# Llamas, Donkeys, etc.



## FaeLeaf (4 mo ago)

I want to preface this by saying I don't currently have any of these animals. I'm a beginner-level farmer that'll eventually have bigger animals, but for now, I'm just doing my homework.

I have a few questions regarding sheep, goats, and livestock guardians like llamas and donkeys. I apologize if these are annoying or stupid. I do a lot of research online, but I always like to ask experienced people as well even if I've mostly gotten a lot of information from articles and videos already.

1. Do you have a preference when it comes to llamas and donkeys? What has your experience been? Would having both together interfere with their jobs, or would it be extra protection? Or is it just overkill?

2. Would either of these animals protect their herd from fights? As in, if two sheep were fighting for some reason, do they break it up? Or will they only attack predators?

3. If the answer to the 2nd question is yes, would it be safe to raise a flock of sheep with a herd of goats that includes a buck and ram, with the hope that the guardian animals will keep any potential fighting at bay? And if this is a stupid idea, is there any way to raise sheep and goats together safely while including the intact males?

I hope to eventually have both goats and sheep--not a huge group, maybe a total of 10 breeders and their offspring--and I love the idea of a diverse herd out on the pasture instead of segregating everyone.
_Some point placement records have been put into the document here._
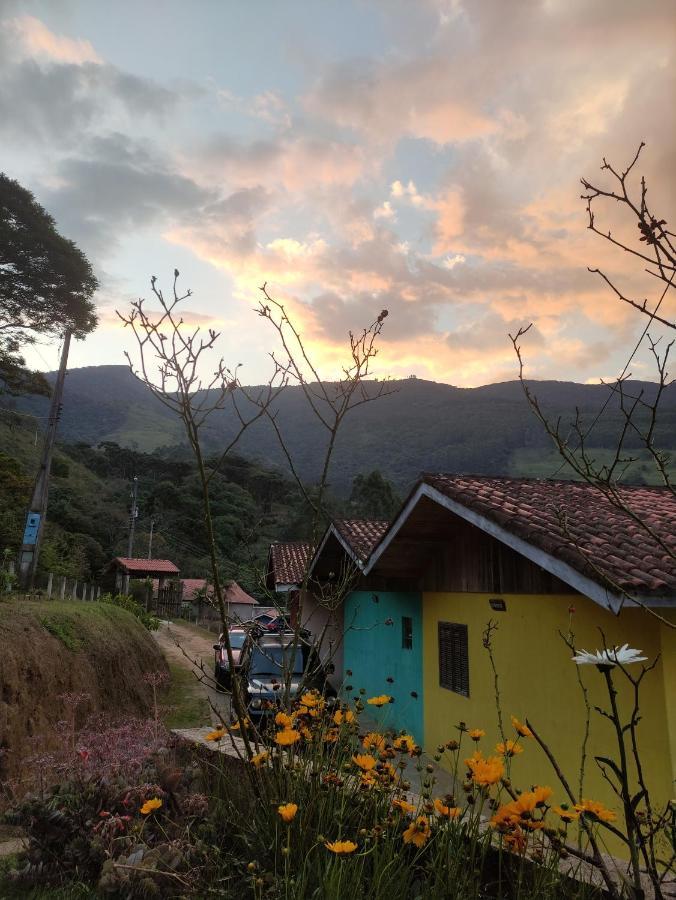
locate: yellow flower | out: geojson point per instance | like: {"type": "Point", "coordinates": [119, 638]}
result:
{"type": "Point", "coordinates": [568, 815]}
{"type": "Point", "coordinates": [520, 728]}
{"type": "Point", "coordinates": [310, 699]}
{"type": "Point", "coordinates": [287, 736]}
{"type": "Point", "coordinates": [542, 794]}
{"type": "Point", "coordinates": [485, 771]}
{"type": "Point", "coordinates": [150, 805]}
{"type": "Point", "coordinates": [596, 810]}
{"type": "Point", "coordinates": [403, 805]}
{"type": "Point", "coordinates": [365, 761]}
{"type": "Point", "coordinates": [509, 748]}
{"type": "Point", "coordinates": [374, 741]}
{"type": "Point", "coordinates": [287, 811]}
{"type": "Point", "coordinates": [379, 701]}
{"type": "Point", "coordinates": [404, 743]}
{"type": "Point", "coordinates": [448, 812]}
{"type": "Point", "coordinates": [418, 832]}
{"type": "Point", "coordinates": [341, 847]}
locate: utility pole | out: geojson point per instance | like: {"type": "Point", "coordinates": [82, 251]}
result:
{"type": "Point", "coordinates": [150, 541]}
{"type": "Point", "coordinates": [37, 511]}
{"type": "Point", "coordinates": [132, 518]}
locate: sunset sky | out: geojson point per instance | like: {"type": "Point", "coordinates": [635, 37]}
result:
{"type": "Point", "coordinates": [422, 156]}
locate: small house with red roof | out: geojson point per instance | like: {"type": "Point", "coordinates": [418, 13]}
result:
{"type": "Point", "coordinates": [123, 569]}
{"type": "Point", "coordinates": [531, 568]}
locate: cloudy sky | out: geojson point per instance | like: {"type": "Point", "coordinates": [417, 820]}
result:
{"type": "Point", "coordinates": [422, 156]}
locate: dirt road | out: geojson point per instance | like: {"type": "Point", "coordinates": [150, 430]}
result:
{"type": "Point", "coordinates": [192, 647]}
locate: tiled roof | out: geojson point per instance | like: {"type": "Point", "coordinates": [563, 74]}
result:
{"type": "Point", "coordinates": [576, 523]}
{"type": "Point", "coordinates": [163, 566]}
{"type": "Point", "coordinates": [191, 586]}
{"type": "Point", "coordinates": [233, 593]}
{"type": "Point", "coordinates": [288, 561]}
{"type": "Point", "coordinates": [362, 535]}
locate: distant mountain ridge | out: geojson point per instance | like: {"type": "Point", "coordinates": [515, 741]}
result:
{"type": "Point", "coordinates": [423, 425]}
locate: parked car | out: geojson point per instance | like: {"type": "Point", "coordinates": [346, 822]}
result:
{"type": "Point", "coordinates": [222, 672]}
{"type": "Point", "coordinates": [266, 662]}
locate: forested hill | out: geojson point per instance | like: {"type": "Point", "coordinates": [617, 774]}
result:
{"type": "Point", "coordinates": [421, 425]}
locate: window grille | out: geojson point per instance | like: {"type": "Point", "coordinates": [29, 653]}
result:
{"type": "Point", "coordinates": [406, 633]}
{"type": "Point", "coordinates": [453, 658]}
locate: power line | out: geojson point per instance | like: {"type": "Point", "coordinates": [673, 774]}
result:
{"type": "Point", "coordinates": [623, 373]}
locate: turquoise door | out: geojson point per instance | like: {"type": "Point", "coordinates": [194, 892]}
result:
{"type": "Point", "coordinates": [383, 640]}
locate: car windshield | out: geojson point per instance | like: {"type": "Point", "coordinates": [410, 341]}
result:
{"type": "Point", "coordinates": [276, 660]}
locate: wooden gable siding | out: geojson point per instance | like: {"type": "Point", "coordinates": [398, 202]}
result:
{"type": "Point", "coordinates": [435, 550]}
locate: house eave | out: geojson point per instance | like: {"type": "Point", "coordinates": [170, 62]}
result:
{"type": "Point", "coordinates": [583, 584]}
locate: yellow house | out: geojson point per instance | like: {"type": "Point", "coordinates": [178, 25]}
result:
{"type": "Point", "coordinates": [550, 565]}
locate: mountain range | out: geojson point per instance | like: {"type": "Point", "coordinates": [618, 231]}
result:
{"type": "Point", "coordinates": [419, 426]}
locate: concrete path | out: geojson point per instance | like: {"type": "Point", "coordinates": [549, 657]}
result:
{"type": "Point", "coordinates": [193, 648]}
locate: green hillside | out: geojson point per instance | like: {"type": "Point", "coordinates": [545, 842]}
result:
{"type": "Point", "coordinates": [89, 500]}
{"type": "Point", "coordinates": [420, 426]}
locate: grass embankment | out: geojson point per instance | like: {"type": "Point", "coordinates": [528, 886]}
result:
{"type": "Point", "coordinates": [184, 701]}
{"type": "Point", "coordinates": [49, 649]}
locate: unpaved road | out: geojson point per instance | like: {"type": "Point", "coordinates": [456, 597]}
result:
{"type": "Point", "coordinates": [191, 647]}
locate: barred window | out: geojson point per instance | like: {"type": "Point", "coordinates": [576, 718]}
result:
{"type": "Point", "coordinates": [453, 658]}
{"type": "Point", "coordinates": [406, 633]}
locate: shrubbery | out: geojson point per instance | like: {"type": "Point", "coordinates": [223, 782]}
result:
{"type": "Point", "coordinates": [124, 601]}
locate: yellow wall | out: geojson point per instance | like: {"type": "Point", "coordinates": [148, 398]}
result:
{"type": "Point", "coordinates": [538, 680]}
{"type": "Point", "coordinates": [668, 646]}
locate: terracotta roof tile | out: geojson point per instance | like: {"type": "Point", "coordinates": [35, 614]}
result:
{"type": "Point", "coordinates": [362, 535]}
{"type": "Point", "coordinates": [164, 566]}
{"type": "Point", "coordinates": [576, 523]}
{"type": "Point", "coordinates": [289, 561]}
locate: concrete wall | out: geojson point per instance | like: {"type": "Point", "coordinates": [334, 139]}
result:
{"type": "Point", "coordinates": [374, 652]}
{"type": "Point", "coordinates": [538, 680]}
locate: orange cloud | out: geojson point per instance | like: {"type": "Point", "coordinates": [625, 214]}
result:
{"type": "Point", "coordinates": [38, 41]}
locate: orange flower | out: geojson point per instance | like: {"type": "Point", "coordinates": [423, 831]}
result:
{"type": "Point", "coordinates": [284, 720]}
{"type": "Point", "coordinates": [515, 841]}
{"type": "Point", "coordinates": [418, 832]}
{"type": "Point", "coordinates": [485, 771]}
{"type": "Point", "coordinates": [374, 741]}
{"type": "Point", "coordinates": [341, 847]}
{"type": "Point", "coordinates": [520, 728]}
{"type": "Point", "coordinates": [287, 736]}
{"type": "Point", "coordinates": [311, 698]}
{"type": "Point", "coordinates": [403, 805]}
{"type": "Point", "coordinates": [404, 743]}
{"type": "Point", "coordinates": [596, 810]}
{"type": "Point", "coordinates": [150, 806]}
{"type": "Point", "coordinates": [509, 748]}
{"type": "Point", "coordinates": [448, 812]}
{"type": "Point", "coordinates": [568, 815]}
{"type": "Point", "coordinates": [343, 717]}
{"type": "Point", "coordinates": [365, 761]}
{"type": "Point", "coordinates": [381, 700]}
{"type": "Point", "coordinates": [542, 794]}
{"type": "Point", "coordinates": [287, 811]}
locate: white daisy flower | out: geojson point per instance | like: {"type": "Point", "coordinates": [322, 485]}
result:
{"type": "Point", "coordinates": [611, 657]}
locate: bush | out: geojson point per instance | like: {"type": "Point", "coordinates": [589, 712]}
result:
{"type": "Point", "coordinates": [124, 601]}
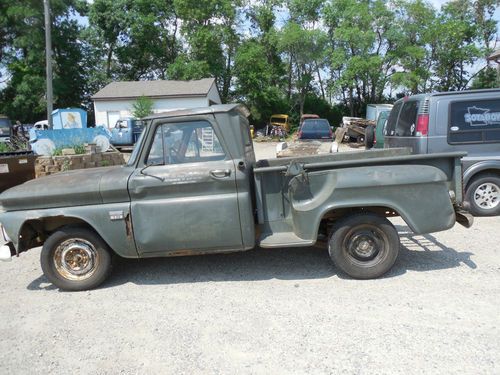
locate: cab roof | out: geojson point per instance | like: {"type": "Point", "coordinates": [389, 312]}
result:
{"type": "Point", "coordinates": [219, 108]}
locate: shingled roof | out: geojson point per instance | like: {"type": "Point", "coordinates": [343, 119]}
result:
{"type": "Point", "coordinates": [154, 89]}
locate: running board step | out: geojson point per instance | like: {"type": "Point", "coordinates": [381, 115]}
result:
{"type": "Point", "coordinates": [282, 239]}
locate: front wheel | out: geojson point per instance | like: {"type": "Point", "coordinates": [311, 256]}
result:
{"type": "Point", "coordinates": [483, 195]}
{"type": "Point", "coordinates": [364, 245]}
{"type": "Point", "coordinates": [75, 258]}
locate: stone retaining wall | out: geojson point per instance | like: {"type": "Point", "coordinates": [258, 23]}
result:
{"type": "Point", "coordinates": [45, 165]}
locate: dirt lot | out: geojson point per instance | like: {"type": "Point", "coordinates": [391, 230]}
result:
{"type": "Point", "coordinates": [265, 311]}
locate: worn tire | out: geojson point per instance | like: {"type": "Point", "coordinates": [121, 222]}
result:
{"type": "Point", "coordinates": [76, 258]}
{"type": "Point", "coordinates": [369, 137]}
{"type": "Point", "coordinates": [364, 245]}
{"type": "Point", "coordinates": [483, 195]}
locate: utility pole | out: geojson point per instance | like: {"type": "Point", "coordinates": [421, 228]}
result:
{"type": "Point", "coordinates": [48, 58]}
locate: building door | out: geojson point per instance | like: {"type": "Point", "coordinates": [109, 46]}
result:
{"type": "Point", "coordinates": [113, 117]}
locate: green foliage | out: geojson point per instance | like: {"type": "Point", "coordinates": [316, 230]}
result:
{"type": "Point", "coordinates": [488, 78]}
{"type": "Point", "coordinates": [142, 107]}
{"type": "Point", "coordinates": [23, 58]}
{"type": "Point", "coordinates": [5, 147]}
{"type": "Point", "coordinates": [314, 57]}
So any info and advice is great. Thanks for the help!


----------



## muleskinner2 (Oct 7, 2007)

FaeLeaf said:


> 1. Do you have a preference when it comes to llamas and donkeys?


I prefer donkeys as guard animals. llamas will stamp their feet and posture at a coyote. A donkey will attack and kill it.


----------



## muleskinner2 (Oct 7, 2007)

FaeLeaf said:


> And if this is a stupid idea, is there any way to raise sheep and goats together safely while including the intact males?


The word "safely" and "intact males" should never be used in the same conversation. So, my answer is "no". Keeping intact males of the same species, or different species in the same pen is asking for trouble. In nature, intact males have two jobs. Fighting and breeding.


----------



## muleskinner2 (Oct 7, 2007)

FaeLeaf said:


> 2. Would either of these animals protect their herd from fights?


Probably not. They might be drawn to the commotion, and their presence distract the combatants. But they might also join in and attack one or both of the combatants. It isn't an exact science. Guard animals usually react to something from outside the herd.


----------